The first part of Miller's golf life came as a player, where he made a name for himself with a flag-seeking, hard-charging style. He shot a 63 at Oakmont during the 1973 U.S. Open in one of golf's greatest rounds and had 25 PGA Tour wins during a Hall of Fame career.

Miller's move to the booth came in 1989, when his putting had become shaky and his heart wasn't into the dedication it takes to compete at a high level. He planned to sort of fade into the background, play a few tournaments here and there, and essentially retire without telling anyone.

That changed when he got a call from NBC's Larry Cirillo, who told Miller that Lee Trevino was headed to the PGA Senior Tour (now PGA Champions Tour) and asked if Miller wanted to take a crack at announcing.

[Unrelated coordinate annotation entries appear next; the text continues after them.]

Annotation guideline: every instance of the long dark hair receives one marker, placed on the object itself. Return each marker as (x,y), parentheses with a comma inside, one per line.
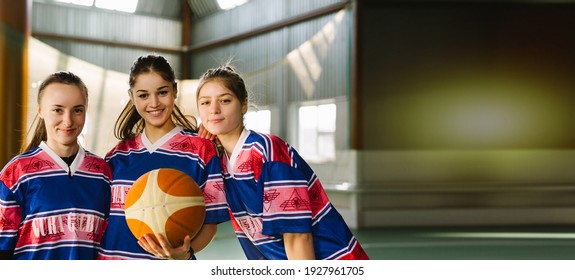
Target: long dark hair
(130,123)
(229,77)
(62,77)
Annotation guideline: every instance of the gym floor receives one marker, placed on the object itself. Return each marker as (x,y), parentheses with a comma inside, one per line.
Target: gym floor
(454,243)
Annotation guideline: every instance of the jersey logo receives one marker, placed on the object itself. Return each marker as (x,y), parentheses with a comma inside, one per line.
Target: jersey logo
(270,196)
(94,166)
(295,202)
(252,227)
(219,185)
(209,198)
(245,166)
(38,164)
(185,145)
(316,196)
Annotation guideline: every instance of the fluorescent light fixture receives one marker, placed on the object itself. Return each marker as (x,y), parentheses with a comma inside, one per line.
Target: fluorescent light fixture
(228,4)
(78,2)
(128,6)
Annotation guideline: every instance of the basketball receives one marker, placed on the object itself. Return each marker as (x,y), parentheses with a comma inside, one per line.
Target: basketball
(165,201)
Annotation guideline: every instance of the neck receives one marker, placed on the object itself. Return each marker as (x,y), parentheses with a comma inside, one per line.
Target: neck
(230,140)
(155,133)
(64,150)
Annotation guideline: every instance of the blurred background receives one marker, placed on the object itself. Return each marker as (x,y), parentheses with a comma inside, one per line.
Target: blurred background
(428,122)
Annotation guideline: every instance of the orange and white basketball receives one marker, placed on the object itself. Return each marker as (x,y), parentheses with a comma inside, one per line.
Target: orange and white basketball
(165,201)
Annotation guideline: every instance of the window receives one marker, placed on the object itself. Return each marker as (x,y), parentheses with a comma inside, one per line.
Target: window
(316,132)
(228,4)
(259,121)
(78,2)
(128,6)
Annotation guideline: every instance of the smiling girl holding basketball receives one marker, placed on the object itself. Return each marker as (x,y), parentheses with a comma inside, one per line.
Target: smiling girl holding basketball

"Instead of saying something, I said, 'What makes you think I could do that job?'" Miller said. "So I said, no, I'm not interested in that at all. No way."

Later realizing the rare opportunity, Miller decided to give it a shot. After nearly aborting his broadcasting career just as it was getting started, Miller created a name for himself by holding nothing back. If a player hit a bad shot, Miller would say it without worrying about the consequences. If he thought a player was choking, he'd say that, even if it had previously been taboo in golf announcing.

"The public wants to hear the truth," Miller said. "We're in a PC mode and people are afraid to tell the truth, tell what it really is and they're starving for it. I said a couple of times that I take off their clothes, but I leave their underwear on."

Miller was in the 18th tower at every U.S. Open from 1994 to 2014 until the USGA awarded the rights to Fox Sports in a 10-year deal worth an estimated $1 billion. He also called 14 Ryder Cups, from the stirring matches at Kiawah Island in 1991 to the European victory last year in Paris.

NBC is televising this year's Phoenix Open because CBS has a conflict with the Super Bowl, giving Miller one final chance to work the booth with partner Dan Hicks.

Asked about Miller's many quirks, Hicks mentioned he likes to "mainline" Cheez Whiz and worked nearly half of their 232 golf events together in his bare feet.

"It's tough because when you're with somebody for this period of time ... we sit down in that booth and it's like an old shoe, riding a bike," Hicks said. "That tower is never going to be the same and that is the hardest thing to come to grips with personally."